L'Organisation Mondiale de la Santé définit la santé comme un "état complet de bien-être physique, mental et social". La santé serait donc la résultante de déterminants biologiques, psychologiques, culturels, économiques et sociaux. Si l'on souhaite mener des actions de prévention et de soin, il convient d'agir sur l'ensemble de ces déterminants. Modifier les comportements dommageables pour la santé et proposer des choix favorables à la santé implique de fournir à la population une information adéquate et de lui permettre d'identifier les comportements bénéfiques pour la santé.
La promotion de la santé est un concept relativement récent, formulé au début des années 80, consacré par la Charte d'Ottawa en 1986. La promotion de la santé récuse a priori les approches "par problème" et les distinctions habituelles entre curatif et préventif, santé physique et santé mentale, sanitaire et social. Cette charte définit la promotion de la santé comme "le processus qui confère aux populations le moyen d'assurer un plus grand contrôle sur leur propre santé et d'améliorer celle-ci"
La prévention du sida s'inscrit dans ce cadre. Les interventions de prévention appliquées à la lutte contre le sida touchent nécessairement à d'autres thèmes qu'à celui du VIH. En effet, les notions de sexualité, de maladie, de mort sont directement reliées à ce sujet, mais aussi celles de plaisir ou de souffrance liés à l'usage de drogue. La particularité de ces interventions réside certainement dans le fait que parler de sexualité en termes de risques, de protection, de maladie est difficile à entendre et à accepter. C'est pourquoi il est certainement judicieux de mettre en place un travail plus global d'éducation à la sexualité ou d'éducation à la santé afin d'y intégrer la prévention particulière du sida.
Trois types de prévention sont couramment définis :
La prévention primaire consiste à intervenir avant qu'un problème de santé n'apparaisse en essayant de diminuer l'incidence d'une maladie au sein de la population. L'objectif est donc de briser le réseau de relations causales existant autour du problème de santé en éliminant un ou plusieurs maillons.
La prévention secondaire tente de détecter précocement un processus pathologique ou un problème de santé en cours de développement mais ne présentant pas encore de manifestations cliniques de sorte que grâce à une intervention précoce le pronostic puisse en être amélioré.

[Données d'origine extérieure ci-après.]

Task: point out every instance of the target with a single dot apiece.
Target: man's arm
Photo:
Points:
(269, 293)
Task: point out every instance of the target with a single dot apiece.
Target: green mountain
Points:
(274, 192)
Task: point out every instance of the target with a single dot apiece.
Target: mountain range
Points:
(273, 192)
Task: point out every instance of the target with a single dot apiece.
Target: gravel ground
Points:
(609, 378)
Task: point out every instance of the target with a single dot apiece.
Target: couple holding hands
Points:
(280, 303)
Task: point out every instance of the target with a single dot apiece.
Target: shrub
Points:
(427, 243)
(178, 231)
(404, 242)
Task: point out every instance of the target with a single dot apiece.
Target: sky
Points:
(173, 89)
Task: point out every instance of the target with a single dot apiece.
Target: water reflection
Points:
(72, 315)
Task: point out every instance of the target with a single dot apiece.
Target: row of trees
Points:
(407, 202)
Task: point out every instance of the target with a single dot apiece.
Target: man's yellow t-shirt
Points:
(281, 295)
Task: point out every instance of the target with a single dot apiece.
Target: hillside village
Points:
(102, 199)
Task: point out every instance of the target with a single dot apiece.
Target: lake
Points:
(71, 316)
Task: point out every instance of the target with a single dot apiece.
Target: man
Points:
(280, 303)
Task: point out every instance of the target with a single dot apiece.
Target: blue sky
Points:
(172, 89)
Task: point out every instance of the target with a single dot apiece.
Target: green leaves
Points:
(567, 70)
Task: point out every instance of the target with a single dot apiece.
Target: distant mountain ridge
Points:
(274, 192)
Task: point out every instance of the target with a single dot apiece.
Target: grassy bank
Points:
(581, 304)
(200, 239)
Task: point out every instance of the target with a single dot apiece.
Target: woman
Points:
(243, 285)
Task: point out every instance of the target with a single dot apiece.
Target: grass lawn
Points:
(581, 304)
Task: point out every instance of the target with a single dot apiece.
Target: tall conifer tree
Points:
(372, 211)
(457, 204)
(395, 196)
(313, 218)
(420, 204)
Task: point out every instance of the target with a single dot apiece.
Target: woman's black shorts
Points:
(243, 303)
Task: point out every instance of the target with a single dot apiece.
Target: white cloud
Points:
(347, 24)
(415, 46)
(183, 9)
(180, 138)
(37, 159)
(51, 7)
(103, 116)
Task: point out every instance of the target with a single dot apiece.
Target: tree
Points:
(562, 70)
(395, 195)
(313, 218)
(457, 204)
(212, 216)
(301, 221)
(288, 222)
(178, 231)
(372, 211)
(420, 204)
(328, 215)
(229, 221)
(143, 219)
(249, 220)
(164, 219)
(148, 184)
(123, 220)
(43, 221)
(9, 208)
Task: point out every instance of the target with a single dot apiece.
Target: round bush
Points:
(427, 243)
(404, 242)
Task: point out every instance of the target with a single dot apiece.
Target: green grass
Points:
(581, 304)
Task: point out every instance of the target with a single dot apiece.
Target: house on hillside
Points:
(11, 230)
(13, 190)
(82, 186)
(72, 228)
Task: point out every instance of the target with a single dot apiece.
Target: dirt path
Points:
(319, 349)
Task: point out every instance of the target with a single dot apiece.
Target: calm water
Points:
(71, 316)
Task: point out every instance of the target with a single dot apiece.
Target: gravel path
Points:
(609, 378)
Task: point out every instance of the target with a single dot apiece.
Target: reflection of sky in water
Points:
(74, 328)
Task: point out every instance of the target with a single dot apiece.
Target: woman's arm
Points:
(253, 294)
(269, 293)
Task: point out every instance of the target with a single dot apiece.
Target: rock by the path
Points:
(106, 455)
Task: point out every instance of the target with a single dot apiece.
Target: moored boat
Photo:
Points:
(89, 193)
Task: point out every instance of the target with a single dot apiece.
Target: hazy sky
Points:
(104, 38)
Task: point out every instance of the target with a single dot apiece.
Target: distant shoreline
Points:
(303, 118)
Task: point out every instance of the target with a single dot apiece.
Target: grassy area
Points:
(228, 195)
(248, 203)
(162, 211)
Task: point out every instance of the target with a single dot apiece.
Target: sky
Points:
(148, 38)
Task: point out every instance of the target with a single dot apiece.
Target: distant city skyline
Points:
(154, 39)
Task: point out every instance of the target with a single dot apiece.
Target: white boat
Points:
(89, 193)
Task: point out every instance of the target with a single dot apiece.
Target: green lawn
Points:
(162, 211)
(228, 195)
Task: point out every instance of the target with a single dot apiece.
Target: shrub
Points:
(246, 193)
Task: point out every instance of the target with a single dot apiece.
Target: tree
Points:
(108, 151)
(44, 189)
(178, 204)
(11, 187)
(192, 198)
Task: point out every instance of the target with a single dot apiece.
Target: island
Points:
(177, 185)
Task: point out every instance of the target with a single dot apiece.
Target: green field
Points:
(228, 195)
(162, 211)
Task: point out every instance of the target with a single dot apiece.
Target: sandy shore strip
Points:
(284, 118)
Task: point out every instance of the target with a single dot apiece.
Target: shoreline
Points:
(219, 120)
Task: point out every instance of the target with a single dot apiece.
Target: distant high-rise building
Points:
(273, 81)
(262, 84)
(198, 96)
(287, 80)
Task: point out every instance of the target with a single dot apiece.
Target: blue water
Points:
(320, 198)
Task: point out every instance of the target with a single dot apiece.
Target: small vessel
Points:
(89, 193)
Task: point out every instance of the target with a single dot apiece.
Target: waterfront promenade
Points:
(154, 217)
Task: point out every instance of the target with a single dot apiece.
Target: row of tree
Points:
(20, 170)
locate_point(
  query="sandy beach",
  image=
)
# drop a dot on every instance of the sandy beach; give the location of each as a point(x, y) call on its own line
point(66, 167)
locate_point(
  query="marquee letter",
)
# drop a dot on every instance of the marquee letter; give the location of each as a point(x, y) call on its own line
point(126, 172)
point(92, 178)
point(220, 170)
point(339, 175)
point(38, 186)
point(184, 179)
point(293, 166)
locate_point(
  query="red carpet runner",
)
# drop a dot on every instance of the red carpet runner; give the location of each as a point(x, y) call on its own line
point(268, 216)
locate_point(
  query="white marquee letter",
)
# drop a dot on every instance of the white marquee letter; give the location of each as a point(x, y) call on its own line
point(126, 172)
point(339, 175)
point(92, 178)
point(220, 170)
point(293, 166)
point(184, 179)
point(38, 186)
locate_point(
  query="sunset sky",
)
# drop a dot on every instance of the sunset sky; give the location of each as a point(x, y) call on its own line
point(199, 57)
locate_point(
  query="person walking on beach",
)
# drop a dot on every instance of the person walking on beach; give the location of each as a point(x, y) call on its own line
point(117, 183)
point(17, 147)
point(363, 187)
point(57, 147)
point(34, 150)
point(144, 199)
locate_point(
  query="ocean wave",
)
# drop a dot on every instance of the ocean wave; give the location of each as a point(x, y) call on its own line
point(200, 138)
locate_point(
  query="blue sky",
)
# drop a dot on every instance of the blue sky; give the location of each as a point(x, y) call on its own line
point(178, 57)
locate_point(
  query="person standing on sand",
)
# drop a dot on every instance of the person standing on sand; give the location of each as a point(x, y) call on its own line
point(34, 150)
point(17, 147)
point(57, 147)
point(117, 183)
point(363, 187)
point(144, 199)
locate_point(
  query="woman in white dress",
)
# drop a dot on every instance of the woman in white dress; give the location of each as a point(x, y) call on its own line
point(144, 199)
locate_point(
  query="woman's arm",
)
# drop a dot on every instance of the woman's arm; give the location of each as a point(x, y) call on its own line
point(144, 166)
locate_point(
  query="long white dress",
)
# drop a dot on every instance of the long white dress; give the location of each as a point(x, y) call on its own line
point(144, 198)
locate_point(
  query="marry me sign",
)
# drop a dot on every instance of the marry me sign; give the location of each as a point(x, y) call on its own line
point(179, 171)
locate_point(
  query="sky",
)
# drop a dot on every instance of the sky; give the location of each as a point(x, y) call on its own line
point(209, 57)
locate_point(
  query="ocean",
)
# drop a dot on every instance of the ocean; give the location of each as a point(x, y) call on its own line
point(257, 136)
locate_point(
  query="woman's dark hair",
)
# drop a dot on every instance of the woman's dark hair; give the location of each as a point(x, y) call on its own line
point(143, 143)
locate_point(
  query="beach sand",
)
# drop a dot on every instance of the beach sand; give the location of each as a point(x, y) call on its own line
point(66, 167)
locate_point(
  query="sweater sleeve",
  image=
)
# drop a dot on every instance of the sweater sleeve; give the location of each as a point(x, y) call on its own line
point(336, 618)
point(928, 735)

Enfin, la prévention tertiaire a pour objectif de limiter les conséquences ou symptômes d'une affection cliniquement apparente.
Dans le domaine du sida en direction des jeunes, les interventions de prévention s'inscrivent généralement dans une démarche de prévention primaire.
Les interventions de prévention basées sur la dispensation univoque d'un message, d'un "savoir" plus médical qu'éducatif n'ont, semble-t-il, que peu d'efficacité, quel que soit le thème abordé. Progressivement, les méthodes de prévention ont évolué vers une meilleure intégration de la notion de risque afin d'inciter le public destinataire des interventions de prévention à se responsabiliser, à gérer sa santé et à en devenir acteur.